Being a Bristolian by birth I grew up hearing about the mysterious Bristol hum and although during my childhood in the 1980s I lived just a few miles outside of the city I can remember hearing the low frequency drone of the hum whilst lying in bed at night and I must admit to finding it extremely creepy indeed. But Bristol wasnt the only city to be affected by the erroneous disquietude. It seems people from all over the world have experienced the sound which has commonly been described as similar to a badly tuned diesel engine idling. The world wide range of the hum can be seen on this MAP that has been put together from data gathered by  Dr. Glen MacPherson from Britsh Columbia, Canada.

As you will see from viewing the map there has been a report from every continent on the planet with most reports coming from the more densely populated areas. What we can glean from a quick glance at the map isn’t much. For instance it probably isn’t surprising that there are fewer reports from developing countries due to lack of internet connections and maybe even cultural reasons. But what it does show us is that the Hum is heard world wide, and as we will see it has caused many people a great deal of discomfort and has even been blamed for some people taking their own lives.

Reports of the Hum started coming into the public arena some time in the 1970’s with my home town of Bristol being at the forefront. With hundreds of city residents complaining that the sound was stopping them from sleeping and quite literally driving them mad and others claiming it was the cause of headaches and even nose bleeds.

In an interview with the BBC Retired head teacher Katie Jacques of Leeds U.K said:

“It’s a kind of torture; sometimes, you just want to scream It’s worst at night, it’s hard to get off to sleep because I hear this throbbing sound in the background … You’re tossing and turning, and you get more and more agitated about it. It has a rhythm to it – it goes up and down. It sounds almost like a diesel car idling in the distance and you want to go and ask somebody to switch the engine off – and you can’t”

You will need headphones or good speakers to be able to hear this

So what is this nocuous noise that has been plaguing the world for nigh on 40 years. As you can imagine theories are abundant. They range from the noises caused by UFOs to VLF submarine communications and even secrete government experiments created to send populous insane, well I cant comment on the sounds that a UFO might make neither have I any knowledge of secrete government experiments but I do know that VLF communications like those used by submariners would not be heard by the human ear. When the noise was first heard in Bristol the explanation put forward was  back ground city noise, that of traffic and factories e.c.t but as the noise is heard by only a small percentage of the population and it is often heard at a much louder volume in more rural areas, I feel this can be ruled out.
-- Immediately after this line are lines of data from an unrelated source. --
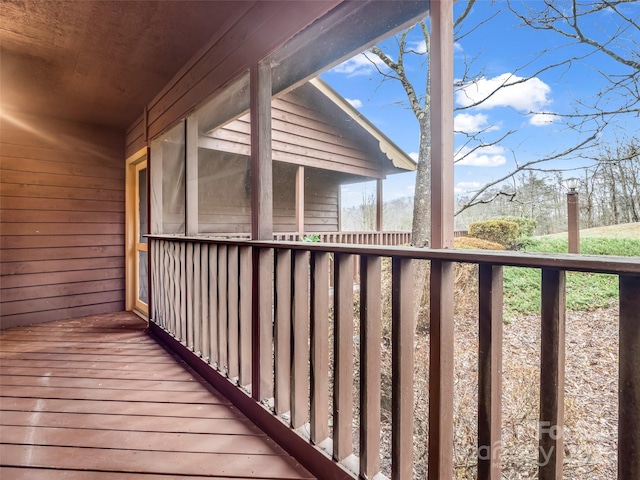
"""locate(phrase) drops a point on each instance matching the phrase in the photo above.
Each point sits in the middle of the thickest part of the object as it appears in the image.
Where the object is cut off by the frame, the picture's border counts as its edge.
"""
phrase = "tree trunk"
(421, 231)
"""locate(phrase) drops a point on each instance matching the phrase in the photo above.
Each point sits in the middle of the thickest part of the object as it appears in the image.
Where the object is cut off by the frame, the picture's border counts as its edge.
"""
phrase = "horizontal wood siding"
(243, 40)
(306, 130)
(135, 137)
(320, 200)
(62, 217)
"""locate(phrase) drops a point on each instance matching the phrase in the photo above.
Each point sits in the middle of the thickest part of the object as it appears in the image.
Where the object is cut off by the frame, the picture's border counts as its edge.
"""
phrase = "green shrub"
(526, 225)
(476, 243)
(499, 231)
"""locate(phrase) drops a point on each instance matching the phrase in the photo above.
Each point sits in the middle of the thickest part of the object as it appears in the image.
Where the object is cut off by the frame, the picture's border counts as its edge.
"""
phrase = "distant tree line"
(609, 193)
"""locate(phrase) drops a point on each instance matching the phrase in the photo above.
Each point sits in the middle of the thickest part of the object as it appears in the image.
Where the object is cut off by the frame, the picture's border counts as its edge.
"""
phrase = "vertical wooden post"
(629, 381)
(370, 364)
(441, 313)
(343, 357)
(191, 175)
(441, 65)
(402, 335)
(283, 332)
(379, 205)
(300, 335)
(300, 200)
(261, 229)
(441, 371)
(319, 346)
(489, 371)
(155, 189)
(552, 340)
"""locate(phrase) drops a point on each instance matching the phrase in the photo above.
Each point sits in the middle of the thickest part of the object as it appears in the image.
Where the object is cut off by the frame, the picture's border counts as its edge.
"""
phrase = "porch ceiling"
(99, 62)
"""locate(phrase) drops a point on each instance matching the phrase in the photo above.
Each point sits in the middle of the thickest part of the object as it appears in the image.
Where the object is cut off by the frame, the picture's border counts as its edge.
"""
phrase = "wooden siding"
(62, 217)
(244, 39)
(135, 137)
(307, 130)
(224, 205)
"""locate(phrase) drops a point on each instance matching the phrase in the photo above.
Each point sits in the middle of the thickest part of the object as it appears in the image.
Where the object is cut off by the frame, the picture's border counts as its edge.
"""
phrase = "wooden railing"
(259, 313)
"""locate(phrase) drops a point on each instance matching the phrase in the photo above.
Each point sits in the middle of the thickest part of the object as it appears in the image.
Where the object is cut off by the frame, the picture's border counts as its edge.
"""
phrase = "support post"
(573, 221)
(379, 205)
(300, 200)
(261, 229)
(441, 311)
(191, 174)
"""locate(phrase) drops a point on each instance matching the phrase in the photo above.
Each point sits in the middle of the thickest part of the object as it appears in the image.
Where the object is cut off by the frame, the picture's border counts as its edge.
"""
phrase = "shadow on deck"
(98, 398)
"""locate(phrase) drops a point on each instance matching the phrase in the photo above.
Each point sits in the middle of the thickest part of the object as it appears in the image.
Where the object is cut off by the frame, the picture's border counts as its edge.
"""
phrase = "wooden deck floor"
(96, 398)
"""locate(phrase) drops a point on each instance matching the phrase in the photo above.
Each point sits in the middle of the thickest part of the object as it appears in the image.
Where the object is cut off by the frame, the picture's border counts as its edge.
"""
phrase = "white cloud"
(418, 47)
(360, 65)
(530, 95)
(470, 123)
(541, 119)
(490, 156)
(468, 185)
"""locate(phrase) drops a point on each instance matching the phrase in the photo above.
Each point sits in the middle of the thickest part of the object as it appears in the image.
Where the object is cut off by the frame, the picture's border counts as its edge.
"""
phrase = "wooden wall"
(62, 221)
(304, 134)
(225, 204)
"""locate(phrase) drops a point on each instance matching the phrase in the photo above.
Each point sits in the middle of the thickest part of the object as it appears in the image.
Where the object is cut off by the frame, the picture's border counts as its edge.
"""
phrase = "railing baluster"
(189, 295)
(204, 304)
(233, 299)
(196, 299)
(283, 332)
(182, 292)
(166, 309)
(441, 371)
(262, 325)
(343, 358)
(370, 364)
(629, 381)
(214, 288)
(552, 355)
(222, 308)
(300, 354)
(402, 334)
(245, 316)
(489, 371)
(319, 346)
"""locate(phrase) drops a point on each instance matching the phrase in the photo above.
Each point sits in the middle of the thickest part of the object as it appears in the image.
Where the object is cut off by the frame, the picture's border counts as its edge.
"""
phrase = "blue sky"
(499, 50)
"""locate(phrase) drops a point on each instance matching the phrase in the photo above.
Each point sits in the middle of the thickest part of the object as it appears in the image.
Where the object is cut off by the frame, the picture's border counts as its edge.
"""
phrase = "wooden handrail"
(228, 301)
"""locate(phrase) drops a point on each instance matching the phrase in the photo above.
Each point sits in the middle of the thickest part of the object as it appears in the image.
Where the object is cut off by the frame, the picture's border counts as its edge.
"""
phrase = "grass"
(624, 230)
(585, 291)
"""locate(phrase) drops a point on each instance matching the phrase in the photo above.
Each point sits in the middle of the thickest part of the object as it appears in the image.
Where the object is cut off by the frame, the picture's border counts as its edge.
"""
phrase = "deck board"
(96, 398)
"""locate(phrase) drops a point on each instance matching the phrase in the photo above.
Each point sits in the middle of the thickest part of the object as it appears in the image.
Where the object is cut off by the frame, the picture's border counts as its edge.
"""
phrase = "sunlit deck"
(98, 398)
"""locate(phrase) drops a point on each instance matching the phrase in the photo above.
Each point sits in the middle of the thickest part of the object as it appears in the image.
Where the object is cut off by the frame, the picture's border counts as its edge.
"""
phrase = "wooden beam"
(261, 166)
(441, 65)
(552, 341)
(379, 205)
(489, 371)
(319, 346)
(370, 361)
(441, 371)
(343, 358)
(300, 199)
(402, 336)
(629, 381)
(261, 229)
(191, 175)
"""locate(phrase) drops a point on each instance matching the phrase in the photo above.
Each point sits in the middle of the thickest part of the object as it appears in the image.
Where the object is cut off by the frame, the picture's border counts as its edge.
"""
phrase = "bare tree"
(590, 120)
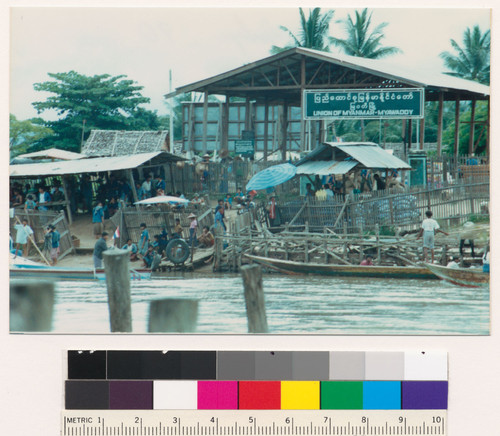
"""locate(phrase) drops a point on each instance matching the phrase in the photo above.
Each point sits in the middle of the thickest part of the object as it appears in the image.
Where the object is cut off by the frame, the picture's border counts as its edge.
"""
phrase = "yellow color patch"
(300, 395)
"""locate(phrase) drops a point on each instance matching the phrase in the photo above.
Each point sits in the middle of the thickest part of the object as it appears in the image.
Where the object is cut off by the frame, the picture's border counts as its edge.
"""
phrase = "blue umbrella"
(271, 176)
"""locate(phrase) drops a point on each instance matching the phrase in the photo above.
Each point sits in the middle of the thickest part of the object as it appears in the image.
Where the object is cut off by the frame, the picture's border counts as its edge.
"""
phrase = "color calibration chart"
(255, 393)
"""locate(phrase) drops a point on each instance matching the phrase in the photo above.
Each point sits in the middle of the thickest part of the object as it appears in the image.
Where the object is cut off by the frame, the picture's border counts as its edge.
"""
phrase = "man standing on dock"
(429, 228)
(24, 232)
(100, 247)
(98, 219)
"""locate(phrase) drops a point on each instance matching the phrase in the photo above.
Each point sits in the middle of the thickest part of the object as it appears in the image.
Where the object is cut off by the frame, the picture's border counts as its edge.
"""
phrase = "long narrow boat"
(467, 277)
(291, 267)
(31, 270)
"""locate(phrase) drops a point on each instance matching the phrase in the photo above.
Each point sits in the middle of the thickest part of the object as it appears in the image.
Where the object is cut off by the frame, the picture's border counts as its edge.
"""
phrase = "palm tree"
(472, 61)
(313, 33)
(361, 41)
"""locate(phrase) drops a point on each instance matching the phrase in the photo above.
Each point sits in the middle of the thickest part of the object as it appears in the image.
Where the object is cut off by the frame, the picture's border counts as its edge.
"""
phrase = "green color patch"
(342, 395)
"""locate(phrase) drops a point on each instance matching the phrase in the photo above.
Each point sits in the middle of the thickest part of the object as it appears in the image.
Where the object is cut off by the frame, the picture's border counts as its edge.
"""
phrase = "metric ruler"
(253, 422)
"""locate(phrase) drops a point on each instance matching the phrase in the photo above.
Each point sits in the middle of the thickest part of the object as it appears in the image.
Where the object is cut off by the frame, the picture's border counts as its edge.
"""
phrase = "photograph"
(265, 170)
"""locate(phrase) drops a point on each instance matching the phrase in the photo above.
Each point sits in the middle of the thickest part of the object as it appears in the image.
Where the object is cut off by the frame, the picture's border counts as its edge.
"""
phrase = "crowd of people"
(357, 182)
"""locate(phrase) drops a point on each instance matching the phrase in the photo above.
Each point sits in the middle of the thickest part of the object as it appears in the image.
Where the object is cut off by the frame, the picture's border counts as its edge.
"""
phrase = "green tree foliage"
(472, 60)
(361, 41)
(24, 133)
(313, 31)
(480, 131)
(91, 102)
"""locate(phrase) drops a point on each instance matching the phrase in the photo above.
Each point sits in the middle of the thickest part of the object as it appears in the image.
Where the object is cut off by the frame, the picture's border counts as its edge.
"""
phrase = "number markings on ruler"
(221, 423)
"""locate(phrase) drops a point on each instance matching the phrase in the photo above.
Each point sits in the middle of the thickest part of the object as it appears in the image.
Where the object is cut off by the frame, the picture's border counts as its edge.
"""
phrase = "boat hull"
(56, 273)
(466, 277)
(291, 267)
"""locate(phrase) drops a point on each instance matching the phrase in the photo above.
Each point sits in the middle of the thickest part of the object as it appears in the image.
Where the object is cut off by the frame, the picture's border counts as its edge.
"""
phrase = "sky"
(195, 43)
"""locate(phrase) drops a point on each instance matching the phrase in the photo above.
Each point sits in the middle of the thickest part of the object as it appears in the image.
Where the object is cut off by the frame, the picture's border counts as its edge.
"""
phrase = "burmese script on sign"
(364, 104)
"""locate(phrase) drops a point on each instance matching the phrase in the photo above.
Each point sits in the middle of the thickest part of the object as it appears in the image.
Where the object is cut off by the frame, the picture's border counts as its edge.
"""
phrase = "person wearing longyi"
(367, 261)
(100, 247)
(24, 231)
(98, 219)
(429, 228)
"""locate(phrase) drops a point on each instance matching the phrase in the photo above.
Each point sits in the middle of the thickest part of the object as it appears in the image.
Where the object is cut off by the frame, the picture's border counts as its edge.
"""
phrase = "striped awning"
(325, 168)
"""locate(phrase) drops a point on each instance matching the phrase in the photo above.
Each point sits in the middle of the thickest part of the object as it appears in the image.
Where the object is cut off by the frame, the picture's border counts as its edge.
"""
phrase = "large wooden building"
(271, 106)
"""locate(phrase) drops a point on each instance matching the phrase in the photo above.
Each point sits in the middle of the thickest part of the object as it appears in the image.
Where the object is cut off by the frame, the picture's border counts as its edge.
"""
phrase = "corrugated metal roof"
(391, 69)
(325, 168)
(371, 155)
(90, 165)
(124, 142)
(382, 68)
(52, 153)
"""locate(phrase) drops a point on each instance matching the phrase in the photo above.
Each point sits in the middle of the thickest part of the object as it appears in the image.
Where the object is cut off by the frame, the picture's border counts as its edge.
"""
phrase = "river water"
(299, 304)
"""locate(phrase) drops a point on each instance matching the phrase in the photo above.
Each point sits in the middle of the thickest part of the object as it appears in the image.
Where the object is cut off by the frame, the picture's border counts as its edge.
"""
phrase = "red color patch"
(260, 395)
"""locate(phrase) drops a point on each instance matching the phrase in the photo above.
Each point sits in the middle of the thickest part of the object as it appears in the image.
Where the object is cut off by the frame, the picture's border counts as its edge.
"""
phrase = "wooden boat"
(291, 267)
(467, 277)
(31, 270)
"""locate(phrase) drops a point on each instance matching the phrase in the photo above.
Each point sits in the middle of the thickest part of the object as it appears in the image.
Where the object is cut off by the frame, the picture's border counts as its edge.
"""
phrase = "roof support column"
(205, 116)
(302, 103)
(472, 125)
(422, 133)
(410, 133)
(284, 123)
(440, 124)
(266, 127)
(66, 199)
(456, 145)
(132, 184)
(488, 131)
(191, 128)
(224, 126)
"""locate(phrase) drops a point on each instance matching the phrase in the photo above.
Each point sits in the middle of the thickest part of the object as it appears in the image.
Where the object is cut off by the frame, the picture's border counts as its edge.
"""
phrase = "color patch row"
(256, 365)
(268, 395)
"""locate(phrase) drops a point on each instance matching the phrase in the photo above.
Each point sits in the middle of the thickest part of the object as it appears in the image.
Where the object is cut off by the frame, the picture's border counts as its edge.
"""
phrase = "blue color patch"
(381, 395)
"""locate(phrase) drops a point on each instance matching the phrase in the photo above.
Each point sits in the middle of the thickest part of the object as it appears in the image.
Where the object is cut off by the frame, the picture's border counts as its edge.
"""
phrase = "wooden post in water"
(377, 230)
(31, 305)
(176, 315)
(116, 266)
(345, 239)
(254, 299)
(218, 248)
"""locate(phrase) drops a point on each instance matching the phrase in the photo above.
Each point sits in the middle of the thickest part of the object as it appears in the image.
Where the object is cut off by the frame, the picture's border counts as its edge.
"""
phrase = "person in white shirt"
(24, 231)
(429, 228)
(454, 263)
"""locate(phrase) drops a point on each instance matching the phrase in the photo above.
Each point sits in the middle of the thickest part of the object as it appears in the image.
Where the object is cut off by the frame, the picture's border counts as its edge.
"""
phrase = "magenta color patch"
(218, 395)
(130, 395)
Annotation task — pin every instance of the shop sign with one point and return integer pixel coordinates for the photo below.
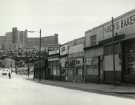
(53, 52)
(64, 50)
(120, 24)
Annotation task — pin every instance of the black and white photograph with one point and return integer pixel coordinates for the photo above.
(67, 52)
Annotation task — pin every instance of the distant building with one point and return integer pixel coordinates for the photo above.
(46, 42)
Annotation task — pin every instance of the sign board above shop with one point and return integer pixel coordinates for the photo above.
(124, 24)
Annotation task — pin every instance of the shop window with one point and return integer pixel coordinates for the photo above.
(93, 40)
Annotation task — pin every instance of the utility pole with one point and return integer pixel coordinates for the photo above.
(40, 56)
(113, 50)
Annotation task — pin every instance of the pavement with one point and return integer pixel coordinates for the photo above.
(124, 90)
(20, 91)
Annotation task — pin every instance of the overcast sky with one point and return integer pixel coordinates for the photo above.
(69, 18)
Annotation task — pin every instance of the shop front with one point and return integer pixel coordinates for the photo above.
(93, 64)
(129, 61)
(74, 70)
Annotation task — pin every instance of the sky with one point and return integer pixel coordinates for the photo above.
(69, 18)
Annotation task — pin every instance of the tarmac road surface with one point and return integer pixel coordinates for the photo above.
(19, 91)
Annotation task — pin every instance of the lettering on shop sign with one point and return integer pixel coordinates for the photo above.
(121, 24)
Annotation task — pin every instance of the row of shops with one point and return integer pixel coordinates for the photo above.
(98, 56)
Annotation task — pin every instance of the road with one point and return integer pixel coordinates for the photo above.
(19, 91)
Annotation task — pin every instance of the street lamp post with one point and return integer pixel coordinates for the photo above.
(113, 51)
(40, 56)
(39, 71)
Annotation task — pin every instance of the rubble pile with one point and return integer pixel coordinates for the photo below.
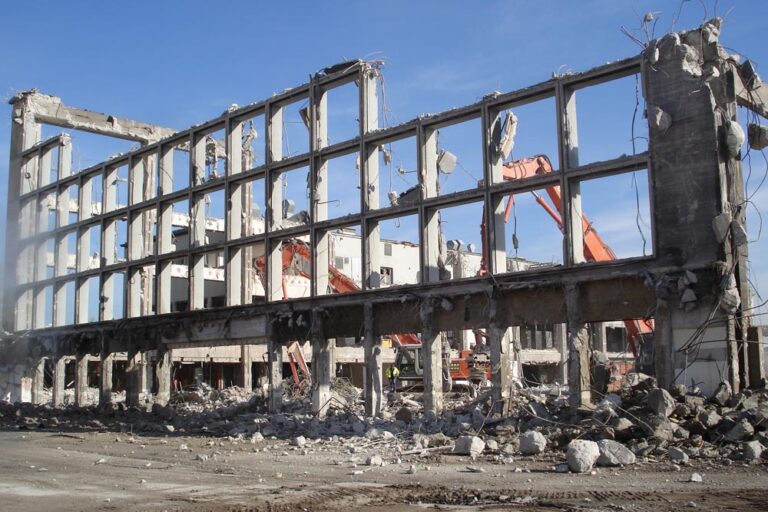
(642, 423)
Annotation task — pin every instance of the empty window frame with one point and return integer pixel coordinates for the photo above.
(88, 299)
(116, 187)
(615, 229)
(610, 120)
(91, 196)
(290, 129)
(208, 285)
(393, 243)
(174, 226)
(210, 155)
(248, 141)
(290, 268)
(207, 217)
(174, 166)
(69, 206)
(524, 140)
(115, 242)
(247, 274)
(142, 291)
(44, 307)
(66, 254)
(453, 157)
(90, 248)
(144, 177)
(339, 260)
(528, 230)
(393, 177)
(173, 285)
(454, 250)
(64, 308)
(342, 106)
(88, 149)
(113, 296)
(290, 198)
(143, 235)
(47, 213)
(337, 190)
(247, 208)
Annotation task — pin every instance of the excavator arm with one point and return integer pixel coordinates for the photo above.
(595, 249)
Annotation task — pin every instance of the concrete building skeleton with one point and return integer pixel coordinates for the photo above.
(694, 284)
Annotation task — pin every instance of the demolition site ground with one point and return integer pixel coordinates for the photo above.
(58, 471)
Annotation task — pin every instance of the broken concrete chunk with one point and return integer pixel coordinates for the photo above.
(757, 136)
(720, 225)
(741, 431)
(723, 394)
(688, 296)
(677, 455)
(739, 233)
(753, 450)
(613, 453)
(532, 442)
(659, 119)
(469, 445)
(734, 138)
(661, 402)
(374, 460)
(582, 455)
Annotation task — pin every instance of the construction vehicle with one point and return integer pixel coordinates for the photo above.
(639, 331)
(468, 367)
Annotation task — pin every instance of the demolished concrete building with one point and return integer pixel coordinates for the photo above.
(124, 261)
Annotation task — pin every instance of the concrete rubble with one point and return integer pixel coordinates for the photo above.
(640, 424)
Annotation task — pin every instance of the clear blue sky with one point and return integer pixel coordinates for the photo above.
(180, 63)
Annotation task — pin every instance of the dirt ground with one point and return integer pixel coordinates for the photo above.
(105, 471)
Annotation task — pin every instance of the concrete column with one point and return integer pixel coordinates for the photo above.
(38, 381)
(59, 380)
(500, 361)
(432, 353)
(246, 367)
(663, 345)
(81, 380)
(560, 341)
(323, 364)
(275, 370)
(756, 349)
(106, 363)
(164, 373)
(578, 348)
(133, 378)
(600, 343)
(372, 357)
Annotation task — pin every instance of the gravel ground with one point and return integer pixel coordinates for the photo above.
(102, 471)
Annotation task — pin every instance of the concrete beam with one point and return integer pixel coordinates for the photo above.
(51, 110)
(373, 365)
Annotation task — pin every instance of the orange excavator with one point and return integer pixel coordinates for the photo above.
(463, 369)
(595, 249)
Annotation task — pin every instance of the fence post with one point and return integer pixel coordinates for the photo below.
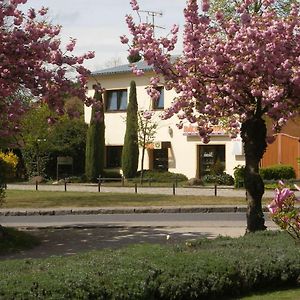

A more recent explanation that appeared in the press in 2015. Scientists from the Centre National de la Recherche Scientifique have put forward the idea the the hum is in fact caused by pressure waves on the ocean floor. Using computer models of the ocean winds and sea floor, lead scientist Fabrice Ardhuin found that when waves collide together they can generate a systemic wave that can last from 13 to 300 seconds and it is the longer waves which are capable of penetrating right down in the the earths core, that  create the sound that we know of as the hum.